If I had been subpoenaed for anything less critical than testimony that potentially affects the state of democracy in America, I would have holed up like Hunter S Thompson on a mountain in Colorado. I have enough problems with people I actually want to talk to calling me a police-ass so-and-so because I write things they don’t like. I left the army in 1999 and swore I wouldn’t ever work for the government again. Journalists are not agents of authority if they are actually doing their job.
And yet, there I sat. And sat. For four and a half hours. The other guy in the room (I won’t name him) had been there since 9am. I tweeted (or whatever we call the hellscape that is Elon Musk’s adopted progeny now) to pass the time. It became apparent that people outside that room knew more about what was happening than we did. Duncan testified, and left.
We were thanked and dismissed at 8.45. The grand jury issued its indictments about 15 minutes later.
My friend the Atlanta writer King Williams says there are no slow news weeks in Georgia. We are targets for grift – which, not coincidentally, is one reason we’re all in court today. No small number of people Fani Willis wants to light on fire were only around to squeeze the last drops of campaign cash out of political outrage. And no small number of media personalities profit from that outrage.
I walked into the jackal scrum waiting in ambush with my arms wide, trying to make myself look bigger to ward off an attack. I failed.
“As far as I know I’m done,” I said. I was asked what would get me back in there. “Another subpoena.” In fact, I’m still on the hook until the end of August under the current subpoenas.
I got on a train home at 10.15pm, counting the minutes it would take for my wife to pick me up at the station, to get to the Mall of Georgia, and make the movie. There were 24 people on that Marta car and if any of them recognized me, they didn’t say so.

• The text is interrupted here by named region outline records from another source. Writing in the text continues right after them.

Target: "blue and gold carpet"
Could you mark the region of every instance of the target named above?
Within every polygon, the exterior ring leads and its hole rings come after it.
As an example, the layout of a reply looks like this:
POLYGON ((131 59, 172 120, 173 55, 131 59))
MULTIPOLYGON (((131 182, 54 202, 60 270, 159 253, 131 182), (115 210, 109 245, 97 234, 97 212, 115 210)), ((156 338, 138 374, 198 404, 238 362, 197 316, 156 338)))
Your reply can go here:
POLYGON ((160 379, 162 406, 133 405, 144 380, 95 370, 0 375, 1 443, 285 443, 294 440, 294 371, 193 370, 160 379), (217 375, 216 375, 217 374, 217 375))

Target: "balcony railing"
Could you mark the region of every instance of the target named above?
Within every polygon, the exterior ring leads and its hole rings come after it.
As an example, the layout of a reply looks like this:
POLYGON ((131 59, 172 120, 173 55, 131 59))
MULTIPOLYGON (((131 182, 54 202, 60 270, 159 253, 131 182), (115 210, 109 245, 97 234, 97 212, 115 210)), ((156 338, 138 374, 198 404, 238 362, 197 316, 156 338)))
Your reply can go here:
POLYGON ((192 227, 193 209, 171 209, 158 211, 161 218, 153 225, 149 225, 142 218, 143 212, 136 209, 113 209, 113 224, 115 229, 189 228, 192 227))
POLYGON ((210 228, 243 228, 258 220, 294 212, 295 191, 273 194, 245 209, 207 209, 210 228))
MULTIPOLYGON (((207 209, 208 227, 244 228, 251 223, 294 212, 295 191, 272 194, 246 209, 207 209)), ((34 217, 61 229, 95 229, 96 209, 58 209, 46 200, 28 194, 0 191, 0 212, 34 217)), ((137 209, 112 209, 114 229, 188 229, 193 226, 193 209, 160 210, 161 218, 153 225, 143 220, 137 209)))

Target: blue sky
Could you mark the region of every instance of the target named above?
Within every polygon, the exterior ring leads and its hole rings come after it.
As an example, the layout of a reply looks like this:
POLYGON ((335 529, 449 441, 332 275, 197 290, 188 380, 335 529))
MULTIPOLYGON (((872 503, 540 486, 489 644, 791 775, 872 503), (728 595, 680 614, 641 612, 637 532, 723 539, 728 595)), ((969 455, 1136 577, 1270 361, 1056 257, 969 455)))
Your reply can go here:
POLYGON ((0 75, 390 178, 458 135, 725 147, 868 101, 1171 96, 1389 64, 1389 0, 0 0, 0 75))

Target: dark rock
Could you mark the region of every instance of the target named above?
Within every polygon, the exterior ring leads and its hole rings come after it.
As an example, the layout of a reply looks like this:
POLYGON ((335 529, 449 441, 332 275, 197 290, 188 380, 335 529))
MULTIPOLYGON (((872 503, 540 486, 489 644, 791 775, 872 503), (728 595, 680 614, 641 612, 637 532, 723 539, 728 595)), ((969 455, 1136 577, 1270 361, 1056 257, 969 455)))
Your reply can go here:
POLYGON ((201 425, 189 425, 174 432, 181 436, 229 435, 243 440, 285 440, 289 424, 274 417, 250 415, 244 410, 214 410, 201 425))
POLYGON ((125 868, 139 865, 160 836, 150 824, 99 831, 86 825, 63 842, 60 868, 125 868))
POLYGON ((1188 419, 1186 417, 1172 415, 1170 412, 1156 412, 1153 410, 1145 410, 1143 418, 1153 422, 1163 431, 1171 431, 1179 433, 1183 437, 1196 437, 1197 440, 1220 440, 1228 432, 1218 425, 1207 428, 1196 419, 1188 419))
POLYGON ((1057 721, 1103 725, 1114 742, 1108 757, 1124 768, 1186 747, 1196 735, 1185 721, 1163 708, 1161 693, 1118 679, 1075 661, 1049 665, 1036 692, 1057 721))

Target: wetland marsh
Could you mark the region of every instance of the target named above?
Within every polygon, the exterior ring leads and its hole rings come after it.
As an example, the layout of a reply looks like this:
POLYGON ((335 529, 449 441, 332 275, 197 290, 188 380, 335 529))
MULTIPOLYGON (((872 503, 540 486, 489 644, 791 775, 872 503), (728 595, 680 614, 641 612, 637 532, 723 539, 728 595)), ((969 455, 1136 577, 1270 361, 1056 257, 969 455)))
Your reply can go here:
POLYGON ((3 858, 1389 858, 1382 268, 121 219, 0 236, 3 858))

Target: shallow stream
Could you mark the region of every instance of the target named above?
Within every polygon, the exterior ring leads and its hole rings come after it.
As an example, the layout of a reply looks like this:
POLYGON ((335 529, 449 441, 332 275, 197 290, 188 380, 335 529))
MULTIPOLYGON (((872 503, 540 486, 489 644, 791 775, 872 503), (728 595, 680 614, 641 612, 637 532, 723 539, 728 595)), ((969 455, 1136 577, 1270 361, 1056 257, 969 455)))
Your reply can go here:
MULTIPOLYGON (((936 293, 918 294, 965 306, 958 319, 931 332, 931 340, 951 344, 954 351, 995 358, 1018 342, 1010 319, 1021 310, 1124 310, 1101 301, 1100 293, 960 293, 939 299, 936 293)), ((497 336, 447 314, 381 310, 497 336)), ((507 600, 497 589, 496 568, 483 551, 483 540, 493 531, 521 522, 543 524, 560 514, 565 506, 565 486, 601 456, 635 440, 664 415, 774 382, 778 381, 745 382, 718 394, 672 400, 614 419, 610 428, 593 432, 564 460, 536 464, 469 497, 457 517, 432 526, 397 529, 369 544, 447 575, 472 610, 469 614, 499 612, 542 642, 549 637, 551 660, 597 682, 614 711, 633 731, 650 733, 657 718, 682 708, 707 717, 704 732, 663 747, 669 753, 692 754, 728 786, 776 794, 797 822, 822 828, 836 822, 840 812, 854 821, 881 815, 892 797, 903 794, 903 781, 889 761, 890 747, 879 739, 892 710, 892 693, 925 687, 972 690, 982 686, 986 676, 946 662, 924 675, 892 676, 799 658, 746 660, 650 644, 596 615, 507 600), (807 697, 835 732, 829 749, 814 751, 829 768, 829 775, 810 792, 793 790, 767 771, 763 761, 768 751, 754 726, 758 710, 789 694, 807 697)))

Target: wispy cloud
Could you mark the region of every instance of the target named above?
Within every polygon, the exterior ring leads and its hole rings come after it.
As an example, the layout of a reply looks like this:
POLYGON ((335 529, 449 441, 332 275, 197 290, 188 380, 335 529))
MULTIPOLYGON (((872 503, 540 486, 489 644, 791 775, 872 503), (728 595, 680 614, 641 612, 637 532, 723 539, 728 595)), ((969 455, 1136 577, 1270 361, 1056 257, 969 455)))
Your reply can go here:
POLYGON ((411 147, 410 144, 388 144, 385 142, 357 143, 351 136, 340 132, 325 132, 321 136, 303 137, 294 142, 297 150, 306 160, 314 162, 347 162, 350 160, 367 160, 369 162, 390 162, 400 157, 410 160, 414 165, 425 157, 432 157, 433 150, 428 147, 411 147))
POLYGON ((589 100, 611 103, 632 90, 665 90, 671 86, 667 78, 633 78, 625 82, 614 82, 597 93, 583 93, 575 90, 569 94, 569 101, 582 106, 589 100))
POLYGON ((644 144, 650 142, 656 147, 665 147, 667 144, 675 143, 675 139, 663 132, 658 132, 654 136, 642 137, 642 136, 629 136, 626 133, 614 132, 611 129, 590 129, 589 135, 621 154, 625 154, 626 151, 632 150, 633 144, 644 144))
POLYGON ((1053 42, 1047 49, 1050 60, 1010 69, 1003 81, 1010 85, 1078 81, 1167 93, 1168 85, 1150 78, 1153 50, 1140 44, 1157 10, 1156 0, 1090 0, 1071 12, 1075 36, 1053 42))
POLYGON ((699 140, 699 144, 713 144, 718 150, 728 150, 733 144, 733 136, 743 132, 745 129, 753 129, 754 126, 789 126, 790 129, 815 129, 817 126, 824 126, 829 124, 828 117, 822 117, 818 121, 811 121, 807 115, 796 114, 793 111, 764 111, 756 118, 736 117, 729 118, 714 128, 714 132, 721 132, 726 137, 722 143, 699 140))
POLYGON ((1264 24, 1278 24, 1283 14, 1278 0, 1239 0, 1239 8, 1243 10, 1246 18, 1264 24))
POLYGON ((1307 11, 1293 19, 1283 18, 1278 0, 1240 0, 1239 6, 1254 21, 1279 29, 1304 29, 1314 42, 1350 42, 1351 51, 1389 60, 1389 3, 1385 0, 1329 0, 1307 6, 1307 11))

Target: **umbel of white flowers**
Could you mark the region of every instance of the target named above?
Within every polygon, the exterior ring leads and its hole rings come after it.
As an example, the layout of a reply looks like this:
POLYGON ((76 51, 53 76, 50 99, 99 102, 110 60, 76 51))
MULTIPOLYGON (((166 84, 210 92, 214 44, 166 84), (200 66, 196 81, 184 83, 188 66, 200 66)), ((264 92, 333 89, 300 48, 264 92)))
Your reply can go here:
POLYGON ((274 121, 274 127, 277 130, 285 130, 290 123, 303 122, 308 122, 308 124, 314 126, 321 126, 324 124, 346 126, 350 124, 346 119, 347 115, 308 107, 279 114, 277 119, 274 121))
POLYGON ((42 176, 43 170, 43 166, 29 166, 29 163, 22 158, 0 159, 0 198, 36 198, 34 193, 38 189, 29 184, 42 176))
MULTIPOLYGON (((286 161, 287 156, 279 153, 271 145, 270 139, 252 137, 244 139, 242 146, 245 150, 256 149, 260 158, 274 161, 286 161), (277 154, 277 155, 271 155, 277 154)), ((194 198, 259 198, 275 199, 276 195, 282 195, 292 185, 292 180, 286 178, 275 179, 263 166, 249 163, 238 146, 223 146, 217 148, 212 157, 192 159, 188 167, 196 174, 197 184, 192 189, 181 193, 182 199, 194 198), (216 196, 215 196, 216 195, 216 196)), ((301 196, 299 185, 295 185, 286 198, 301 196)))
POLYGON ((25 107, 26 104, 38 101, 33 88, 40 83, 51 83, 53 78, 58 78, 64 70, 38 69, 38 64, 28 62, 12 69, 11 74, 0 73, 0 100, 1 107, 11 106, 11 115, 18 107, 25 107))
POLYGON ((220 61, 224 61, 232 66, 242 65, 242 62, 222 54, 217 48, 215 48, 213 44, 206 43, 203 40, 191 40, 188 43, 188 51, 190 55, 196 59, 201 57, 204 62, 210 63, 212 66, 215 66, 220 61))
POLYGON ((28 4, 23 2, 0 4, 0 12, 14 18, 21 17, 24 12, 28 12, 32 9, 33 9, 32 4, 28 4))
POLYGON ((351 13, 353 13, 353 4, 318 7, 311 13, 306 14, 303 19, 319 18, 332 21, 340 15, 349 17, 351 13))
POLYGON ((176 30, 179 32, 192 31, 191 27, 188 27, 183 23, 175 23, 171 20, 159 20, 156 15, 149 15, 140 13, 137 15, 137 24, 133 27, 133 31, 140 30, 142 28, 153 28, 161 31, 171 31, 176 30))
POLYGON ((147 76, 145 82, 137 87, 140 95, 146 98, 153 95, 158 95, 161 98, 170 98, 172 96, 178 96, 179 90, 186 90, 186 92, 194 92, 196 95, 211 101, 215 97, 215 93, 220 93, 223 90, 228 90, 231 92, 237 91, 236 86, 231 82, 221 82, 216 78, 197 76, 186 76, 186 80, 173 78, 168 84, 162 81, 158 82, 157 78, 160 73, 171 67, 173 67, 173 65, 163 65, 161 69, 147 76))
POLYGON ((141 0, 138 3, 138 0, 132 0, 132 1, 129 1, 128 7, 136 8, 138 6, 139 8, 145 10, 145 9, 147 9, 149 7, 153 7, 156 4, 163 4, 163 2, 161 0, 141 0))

Atlanta moves in at least two worlds.
I walked into Oppenheimer five minutes after it started.
Halfway into the movie, I thought that this film might be as surreal as my day.
Later I wandered into a Waffle House at 3am. The guy on the grill talked to me about his car breaking down. Ripped the oil pan, he said. Car costs are nuts right now, but he’s making it work. I talked about the movie. I mentioned my day in passing.
“Are you for Trump or against him?” he asked.
“It doesn’t matter. Everything’s still fucked,” I answered.